Robots.txt: The robots.txt file tells search engines which pages or sections of your site they should or should not crawl.
Technical SEO includes optimizing this file to ensure search engines can crawl and index all of your site’s important content.
How can I write a proper robots.txt?
Below is the proper format for robots.txt file, along with an explanation of each part and its implementation:
- Example: User-agent: *
- Example: Disallow: /admin/
This where you place the folders or directories that you don’t want search engines and bots to crawl. Please note that some bots don’t abide by this but most do.
This would disallow search engine robots from crawling any URLs that include “/admin/” in the URL path.
- Allow directive: This specifies which URLs should be crawled by search engine robots. This directive is optional, and if not used, search engine robots are allowed to crawl all URLs.
- Example: Allow: /images/
This is where you list the folders or directories that you want crawled by search engines and bots.
This would allow search engine robots to crawl URLs that include “/images/” in the URL path.
- Crawl-delay directive: This specifies the number of seconds that search engine robots should wait between requests. This directive is optional, and if not used, search engine robots are allowed to crawl at their default rate.
- Example: Crawl-delay: 10
This would instruct search engine robots to wait 10 seconds between requests.
- Example: Sitemap
Sitemap directive: This specifies the location of the XML sitemap for the website. This directive is optional, and if not used, search engine robots will look for the sitemap in the default location (/sitemap.xml).
This would specify the location of the XML sitemap for the website.

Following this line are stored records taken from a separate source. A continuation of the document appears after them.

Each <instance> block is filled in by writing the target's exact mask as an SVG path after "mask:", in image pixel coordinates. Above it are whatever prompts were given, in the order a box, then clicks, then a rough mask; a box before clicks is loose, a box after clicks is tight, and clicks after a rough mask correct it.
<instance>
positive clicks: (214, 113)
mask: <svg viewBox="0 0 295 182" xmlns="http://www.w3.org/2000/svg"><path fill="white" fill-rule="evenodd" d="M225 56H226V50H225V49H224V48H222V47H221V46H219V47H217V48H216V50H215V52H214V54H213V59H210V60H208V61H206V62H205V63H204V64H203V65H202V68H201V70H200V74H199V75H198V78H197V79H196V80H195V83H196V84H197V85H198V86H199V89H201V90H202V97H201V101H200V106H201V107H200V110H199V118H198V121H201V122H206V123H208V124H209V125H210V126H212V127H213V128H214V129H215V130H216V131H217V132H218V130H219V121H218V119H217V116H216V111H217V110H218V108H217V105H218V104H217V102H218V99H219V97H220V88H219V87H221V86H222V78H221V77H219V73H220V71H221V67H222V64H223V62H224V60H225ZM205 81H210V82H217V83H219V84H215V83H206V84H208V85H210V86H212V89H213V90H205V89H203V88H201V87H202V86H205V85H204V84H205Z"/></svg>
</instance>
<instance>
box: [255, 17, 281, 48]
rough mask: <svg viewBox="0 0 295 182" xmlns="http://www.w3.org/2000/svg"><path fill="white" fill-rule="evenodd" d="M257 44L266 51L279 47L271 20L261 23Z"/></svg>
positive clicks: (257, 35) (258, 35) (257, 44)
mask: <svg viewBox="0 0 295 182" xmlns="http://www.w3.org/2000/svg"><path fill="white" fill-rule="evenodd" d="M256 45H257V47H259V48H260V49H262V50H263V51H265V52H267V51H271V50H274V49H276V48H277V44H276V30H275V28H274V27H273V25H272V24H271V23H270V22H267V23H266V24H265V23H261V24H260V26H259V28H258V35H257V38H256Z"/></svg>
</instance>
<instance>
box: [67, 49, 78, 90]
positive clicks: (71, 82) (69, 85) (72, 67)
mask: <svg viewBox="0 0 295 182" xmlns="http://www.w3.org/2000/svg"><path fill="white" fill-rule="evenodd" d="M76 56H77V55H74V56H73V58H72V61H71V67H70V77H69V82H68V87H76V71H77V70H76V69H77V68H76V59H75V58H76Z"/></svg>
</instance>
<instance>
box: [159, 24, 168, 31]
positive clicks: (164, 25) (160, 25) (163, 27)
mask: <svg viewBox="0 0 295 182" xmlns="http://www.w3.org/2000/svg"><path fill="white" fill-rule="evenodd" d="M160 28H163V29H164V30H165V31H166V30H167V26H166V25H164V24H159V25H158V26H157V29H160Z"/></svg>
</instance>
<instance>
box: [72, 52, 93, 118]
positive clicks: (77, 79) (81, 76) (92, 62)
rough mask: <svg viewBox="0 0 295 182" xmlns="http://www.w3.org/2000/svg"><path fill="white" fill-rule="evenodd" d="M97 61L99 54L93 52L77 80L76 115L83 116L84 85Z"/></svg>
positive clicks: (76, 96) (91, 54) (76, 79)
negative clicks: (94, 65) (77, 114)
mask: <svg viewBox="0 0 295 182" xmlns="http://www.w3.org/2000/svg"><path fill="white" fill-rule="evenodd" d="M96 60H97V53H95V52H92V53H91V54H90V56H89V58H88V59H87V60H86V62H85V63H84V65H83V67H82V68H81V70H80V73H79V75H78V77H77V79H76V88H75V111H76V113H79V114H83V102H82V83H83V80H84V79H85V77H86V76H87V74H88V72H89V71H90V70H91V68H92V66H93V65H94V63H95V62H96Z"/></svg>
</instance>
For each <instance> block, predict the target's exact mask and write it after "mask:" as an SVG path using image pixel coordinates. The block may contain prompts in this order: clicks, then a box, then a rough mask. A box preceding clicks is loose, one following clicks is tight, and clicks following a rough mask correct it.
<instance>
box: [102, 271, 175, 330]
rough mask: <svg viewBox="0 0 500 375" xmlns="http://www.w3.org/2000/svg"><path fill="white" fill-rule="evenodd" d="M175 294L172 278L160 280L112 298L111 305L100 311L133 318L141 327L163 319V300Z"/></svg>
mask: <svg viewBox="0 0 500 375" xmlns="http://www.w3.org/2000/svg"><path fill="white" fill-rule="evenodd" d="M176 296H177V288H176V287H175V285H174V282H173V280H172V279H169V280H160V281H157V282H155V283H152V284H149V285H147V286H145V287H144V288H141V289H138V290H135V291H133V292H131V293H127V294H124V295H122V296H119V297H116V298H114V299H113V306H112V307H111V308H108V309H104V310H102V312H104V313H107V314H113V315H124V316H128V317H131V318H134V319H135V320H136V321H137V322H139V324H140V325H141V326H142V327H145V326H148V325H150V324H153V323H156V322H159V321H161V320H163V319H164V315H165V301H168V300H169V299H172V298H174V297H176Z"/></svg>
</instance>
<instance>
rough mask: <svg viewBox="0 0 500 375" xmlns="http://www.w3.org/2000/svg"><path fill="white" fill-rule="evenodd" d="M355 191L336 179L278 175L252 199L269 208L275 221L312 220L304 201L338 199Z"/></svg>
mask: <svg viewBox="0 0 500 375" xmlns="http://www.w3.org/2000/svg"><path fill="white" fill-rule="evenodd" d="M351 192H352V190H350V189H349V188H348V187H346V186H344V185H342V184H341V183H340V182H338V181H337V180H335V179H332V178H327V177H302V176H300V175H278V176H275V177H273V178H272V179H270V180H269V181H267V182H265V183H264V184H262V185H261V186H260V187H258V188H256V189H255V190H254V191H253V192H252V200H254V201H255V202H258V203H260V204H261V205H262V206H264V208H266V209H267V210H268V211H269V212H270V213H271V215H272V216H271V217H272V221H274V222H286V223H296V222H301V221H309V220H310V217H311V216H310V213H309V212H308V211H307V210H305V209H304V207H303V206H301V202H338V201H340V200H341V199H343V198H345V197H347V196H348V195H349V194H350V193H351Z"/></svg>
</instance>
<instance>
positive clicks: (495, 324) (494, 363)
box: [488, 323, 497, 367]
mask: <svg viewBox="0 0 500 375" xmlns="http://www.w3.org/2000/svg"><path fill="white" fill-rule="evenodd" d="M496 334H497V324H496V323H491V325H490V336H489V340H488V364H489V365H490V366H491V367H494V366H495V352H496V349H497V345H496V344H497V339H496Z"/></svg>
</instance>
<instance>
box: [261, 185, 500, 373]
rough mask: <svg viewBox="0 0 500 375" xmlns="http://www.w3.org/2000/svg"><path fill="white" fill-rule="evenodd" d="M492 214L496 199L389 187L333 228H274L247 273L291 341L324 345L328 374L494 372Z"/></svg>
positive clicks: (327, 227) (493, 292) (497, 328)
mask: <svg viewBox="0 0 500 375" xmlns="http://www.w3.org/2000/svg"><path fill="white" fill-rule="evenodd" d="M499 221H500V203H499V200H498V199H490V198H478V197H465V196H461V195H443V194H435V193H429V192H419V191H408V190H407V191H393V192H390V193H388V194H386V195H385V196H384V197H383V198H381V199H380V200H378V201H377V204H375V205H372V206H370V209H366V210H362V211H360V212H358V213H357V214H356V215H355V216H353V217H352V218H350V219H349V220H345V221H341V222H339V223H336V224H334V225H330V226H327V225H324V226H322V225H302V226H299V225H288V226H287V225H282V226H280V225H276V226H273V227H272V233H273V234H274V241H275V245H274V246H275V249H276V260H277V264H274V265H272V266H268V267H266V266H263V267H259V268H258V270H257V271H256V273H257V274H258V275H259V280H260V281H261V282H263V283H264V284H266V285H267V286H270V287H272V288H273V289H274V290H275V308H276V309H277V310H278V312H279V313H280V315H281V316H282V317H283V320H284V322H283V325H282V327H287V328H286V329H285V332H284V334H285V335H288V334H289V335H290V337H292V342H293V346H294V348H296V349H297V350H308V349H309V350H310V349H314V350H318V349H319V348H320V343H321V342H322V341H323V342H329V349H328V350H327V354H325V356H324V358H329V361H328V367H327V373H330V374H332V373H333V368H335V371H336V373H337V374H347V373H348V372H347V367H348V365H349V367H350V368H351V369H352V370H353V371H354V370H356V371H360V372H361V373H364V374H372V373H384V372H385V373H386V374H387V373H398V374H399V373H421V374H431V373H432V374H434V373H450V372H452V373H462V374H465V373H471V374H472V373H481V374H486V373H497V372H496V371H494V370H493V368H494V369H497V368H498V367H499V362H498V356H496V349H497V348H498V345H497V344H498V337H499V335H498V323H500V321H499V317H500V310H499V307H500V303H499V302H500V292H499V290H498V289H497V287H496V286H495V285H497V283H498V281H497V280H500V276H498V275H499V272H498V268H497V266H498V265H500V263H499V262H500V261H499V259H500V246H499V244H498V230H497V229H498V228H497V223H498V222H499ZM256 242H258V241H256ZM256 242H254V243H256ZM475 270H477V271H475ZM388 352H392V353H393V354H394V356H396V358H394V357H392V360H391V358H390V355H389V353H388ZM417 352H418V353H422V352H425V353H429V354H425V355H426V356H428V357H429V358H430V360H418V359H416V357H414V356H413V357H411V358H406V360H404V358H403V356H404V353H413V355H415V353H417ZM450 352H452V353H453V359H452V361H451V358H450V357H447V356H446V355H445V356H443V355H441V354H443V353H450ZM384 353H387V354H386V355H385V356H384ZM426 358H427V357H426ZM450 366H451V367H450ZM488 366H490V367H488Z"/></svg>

A sample robots.txt file might look like this:
User-agent: * Disallow: /admin/ Allow: /images/ Crawl-delay: 10 Sitemap: https://example.com/sitemap.xml
This robots.txt file would apply to all search engine robots, disallow crawling of URLs with “/admin/” in the path, allow crawling of URLs with “/images/” in the path, instruct search engine robots to wait 10 seconds between requests, and specify the location of the XML sitemap.